Granted, the Orthodox have a greater grasp of this than the Romans or any of the protestants, but, as much as they talk about mystery and theosis, they still lack the complete humility and selflessness of God's love and the Bride's selfless and humble receiving and responding in love. The Orthodox, too, have a theology of glory.

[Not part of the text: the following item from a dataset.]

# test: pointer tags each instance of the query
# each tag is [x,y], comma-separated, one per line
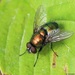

Lutheranism is in trouble; it needs to die. There is no certainty that anything of value will survive it's demise. So be it. What there need be is the true Church that gathers at the foot of the cross: "Woman, behold, your son!" "Behold, your mother!" The true Church kneels in humble submission at the altar where the precious body and the holy blood of the Bridegroom are given for Her sustenance and strength. Always at the cross; always kneeling, submitting, receiving. Then, in the world, but not of the world, owning the mystery.

4 comments:

Fr. J. Sollberger said...

2nd Jon: Most interesting; I have recently (past 3-4 months) been teaching on the dangers of "isms". Your insights are both welcome and insightful. I'm sure I will enjoy your new blog. I've been contemplating starting my own, yet the fear remains that I will be "outed" as a closet sacramental anglo-catholic - very un-Missouri. 1st Jon

Fr. Jon M. Ellingworth said...

1st Jon: Thanks for your comment. It's good to see that someone's out there! For me, the blog is really self-serving: I think about all this stuff that's probably meaningless nonsense to most people, but it's stuff that I'm working through mentally. The blog works for me because it helps me organize my thoughts on some of the more abstract points. I'm hoping to get more comments so that I can separate the wheat from the chaff. I don't know that you could be "outed" as a "sacramental-catholic" (except, maybe, in your own congregation!); you've been out of that closet for a while! I'm a bit worried about that "anglo" part, however ;-).

Fr. J. Sollberger said...

2nd Jon: The congregation knows all too well, and what's done is done in that realm. I'm all too concerned for some silly reason that so-called "confessional Lutheran" pastors may react negatively to this aspect of my personal/pastoral piety/practice. In this regard, I look foward much to reading more of your posts,and get going on creating some of my own. Since my last post, I have started up a new (as yet, empty) blog. I'll soon be posting some "self-serving" tomes of a likely great insignificance...

Fr. Jon M. Ellingworth said...

1st Jon wrote: "I'm all too concerned for some silly reason that so-called "confessional Lutheran" pastors may react negatively to this aspect of my personal/pastoral piety/practice."

2nd Jon replies: "Come East young man!"